The skip_predicate is a callable (provider_name, exception) -> bool. Return True to skip a provider without counting it as a real failure. Useful for filtering: skip a provider if the error is an auth error (wrong key) rather than an availability error.

Async variant: AsyncFallbackChain wraps async lambdas with the same interface. Both sync and async in one package.

The 24 tests cover: first provider succeeds, first fails, all fail, skip_predicate, AttemptTrace contents, AllProvidersFailed exception, async variant, and exception propagation.

When to Use It

Use it when you have multiple provider credentials and you want automatic failover without manual intervention. Provider outages, rate limit spikes, regional unavailability.

The key design choice is ordering. Put your cheapest or fastest provider first if cost and latency matter during normal operation. Put your most reliable provider first if availability is the primary concern. These are often different providers.
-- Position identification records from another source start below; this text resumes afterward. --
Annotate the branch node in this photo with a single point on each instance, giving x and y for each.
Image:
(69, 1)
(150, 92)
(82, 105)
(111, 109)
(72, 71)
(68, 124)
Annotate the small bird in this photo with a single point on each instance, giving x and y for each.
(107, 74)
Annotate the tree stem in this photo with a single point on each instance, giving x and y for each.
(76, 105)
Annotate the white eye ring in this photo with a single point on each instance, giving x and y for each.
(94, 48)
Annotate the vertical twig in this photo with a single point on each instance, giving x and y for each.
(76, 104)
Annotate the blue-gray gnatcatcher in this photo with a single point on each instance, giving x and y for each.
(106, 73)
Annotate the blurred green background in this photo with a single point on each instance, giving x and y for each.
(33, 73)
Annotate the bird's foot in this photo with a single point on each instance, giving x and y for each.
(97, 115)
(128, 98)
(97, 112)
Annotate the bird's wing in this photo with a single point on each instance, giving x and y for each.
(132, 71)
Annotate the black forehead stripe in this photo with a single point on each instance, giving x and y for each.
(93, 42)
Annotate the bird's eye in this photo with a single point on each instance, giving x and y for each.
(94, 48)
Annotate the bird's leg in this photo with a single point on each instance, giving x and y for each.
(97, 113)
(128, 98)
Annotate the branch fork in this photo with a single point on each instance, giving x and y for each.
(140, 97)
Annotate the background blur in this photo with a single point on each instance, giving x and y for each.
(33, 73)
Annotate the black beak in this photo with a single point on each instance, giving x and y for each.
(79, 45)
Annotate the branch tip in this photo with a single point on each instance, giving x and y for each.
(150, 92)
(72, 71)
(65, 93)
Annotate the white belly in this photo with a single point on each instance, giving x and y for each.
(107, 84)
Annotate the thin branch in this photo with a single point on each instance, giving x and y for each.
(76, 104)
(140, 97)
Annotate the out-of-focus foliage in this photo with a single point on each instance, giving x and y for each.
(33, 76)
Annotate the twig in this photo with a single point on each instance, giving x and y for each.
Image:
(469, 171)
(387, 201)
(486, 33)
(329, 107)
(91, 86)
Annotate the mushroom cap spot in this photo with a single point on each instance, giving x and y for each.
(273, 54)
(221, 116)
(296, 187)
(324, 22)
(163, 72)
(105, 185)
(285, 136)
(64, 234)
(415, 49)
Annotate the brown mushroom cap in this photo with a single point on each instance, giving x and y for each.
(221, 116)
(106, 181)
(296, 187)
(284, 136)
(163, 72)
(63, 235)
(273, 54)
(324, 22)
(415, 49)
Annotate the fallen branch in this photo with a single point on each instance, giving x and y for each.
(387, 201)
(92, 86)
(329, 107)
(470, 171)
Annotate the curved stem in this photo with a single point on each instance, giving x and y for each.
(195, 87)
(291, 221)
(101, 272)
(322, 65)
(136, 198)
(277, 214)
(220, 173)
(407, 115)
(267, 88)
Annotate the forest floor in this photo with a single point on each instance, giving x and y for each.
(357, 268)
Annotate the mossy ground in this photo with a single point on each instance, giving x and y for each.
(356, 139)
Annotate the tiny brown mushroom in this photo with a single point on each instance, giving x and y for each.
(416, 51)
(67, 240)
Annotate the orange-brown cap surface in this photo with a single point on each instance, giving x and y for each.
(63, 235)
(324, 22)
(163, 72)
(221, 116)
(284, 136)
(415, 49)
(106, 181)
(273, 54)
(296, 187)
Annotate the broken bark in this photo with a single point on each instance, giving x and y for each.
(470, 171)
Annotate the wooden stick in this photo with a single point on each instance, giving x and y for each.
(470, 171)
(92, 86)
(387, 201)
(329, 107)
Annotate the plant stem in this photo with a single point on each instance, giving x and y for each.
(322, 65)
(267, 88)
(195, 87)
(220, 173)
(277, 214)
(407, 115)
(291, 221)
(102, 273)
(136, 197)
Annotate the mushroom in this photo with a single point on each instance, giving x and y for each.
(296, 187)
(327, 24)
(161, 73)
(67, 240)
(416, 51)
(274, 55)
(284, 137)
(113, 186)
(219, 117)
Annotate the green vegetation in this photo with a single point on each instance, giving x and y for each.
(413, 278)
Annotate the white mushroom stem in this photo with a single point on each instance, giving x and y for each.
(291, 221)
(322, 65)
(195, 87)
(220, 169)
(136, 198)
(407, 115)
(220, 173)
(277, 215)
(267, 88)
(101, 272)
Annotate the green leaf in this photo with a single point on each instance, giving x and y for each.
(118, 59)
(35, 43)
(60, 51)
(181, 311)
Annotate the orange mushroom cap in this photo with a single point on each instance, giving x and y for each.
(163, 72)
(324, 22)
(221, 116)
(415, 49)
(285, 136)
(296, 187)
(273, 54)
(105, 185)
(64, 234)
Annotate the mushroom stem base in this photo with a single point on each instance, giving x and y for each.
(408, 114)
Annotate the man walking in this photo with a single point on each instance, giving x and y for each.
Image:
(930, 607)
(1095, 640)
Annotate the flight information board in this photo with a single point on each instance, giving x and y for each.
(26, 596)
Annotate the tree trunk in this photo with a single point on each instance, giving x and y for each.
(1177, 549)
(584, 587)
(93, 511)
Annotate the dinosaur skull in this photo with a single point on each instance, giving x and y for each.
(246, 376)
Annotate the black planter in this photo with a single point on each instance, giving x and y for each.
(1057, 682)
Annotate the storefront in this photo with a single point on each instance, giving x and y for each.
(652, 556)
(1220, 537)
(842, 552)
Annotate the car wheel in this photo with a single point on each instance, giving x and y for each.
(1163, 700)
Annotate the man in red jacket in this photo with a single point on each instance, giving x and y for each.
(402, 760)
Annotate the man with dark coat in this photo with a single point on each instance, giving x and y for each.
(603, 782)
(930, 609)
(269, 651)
Skip it if you only have one provider credential. A chain of one adds overhead without benefit. And skip it if your providers have incompatible output shapes that are expensive to normalize — the normalization complexity can outweigh the reliability benefit.

Install

pip install git+https://github.com/MukundaKatta/llm-fallback-chain

from llm_fallback_chain import FallbackChain, AllProvidersFailed
import anthropic, openai

anthropic_client = anthropic.Anthropic()
openai_client = openai.OpenAI()

def anthropic_call(prompt: str) -> str:
    r = anthropic_client.messages.create(
        model="claude-sonnet-4-6", max_tokens=512,
        messages=[{"role": "user", "content": prompt}]
    )
    return r.content[0].text

def openai_call(prompt: str) -> str:
    r = openai_client.chat.completions.create(
        model="gpt-4o-mini",
        messages=[{"role": "user", "content": prompt}]
    )
    return r.choices[0].message.content

chain = FallbackChain([
    ("anthropic", anthropic_call),
    ("openai", openai_call),
])

try:
    result, trace = chain.call("Translate to French: Hello world")
    print(f"Provider: {trace.used_provider}")
    print(f"Result: {result}")
except AllProvidersFailed as e:
    print(f"All providers failed: {e.trace}")

Sibling Libraries

Library	What it solves
`llm-fallback-router`	Parallel routing: send to multiple providers simultaneously
`llm-retry-py`	Retry the same provider with backoff
`llm-circuit-breaker-py`	Open circuit after N failures, skip provider for cooldown period
`token-budget-pool`	Shared budget across concurrent agents
`agent-deadline`	Time-based deadlines for loop control

The production pattern: llm-circuit-breaker-py per provider (opens after repeated failures), llm-retry-py for transient errors within one provider, llm-fallback-chain for provider-level failover when the circuit opens.

What's Next

Circuit breaker integration is the natural next step. Right now the chain tries each provider on every call regardless of recent failure history. If a provider has been failing for the last 10 minutes, trying it first still costs a round-trip latency. A built-in per-provider circuit breaker state would let the chain skip known-bad providers automatically.

Health checks are another direction: a background thread that periodically probes each provider and maintains a healthy flag. The chain skips unhealthy providers without attempting a real call. This trades a background thread for reduced tail latency on failover.

Built as part of the agent-stack family: composable Python primitives for production LLM agents.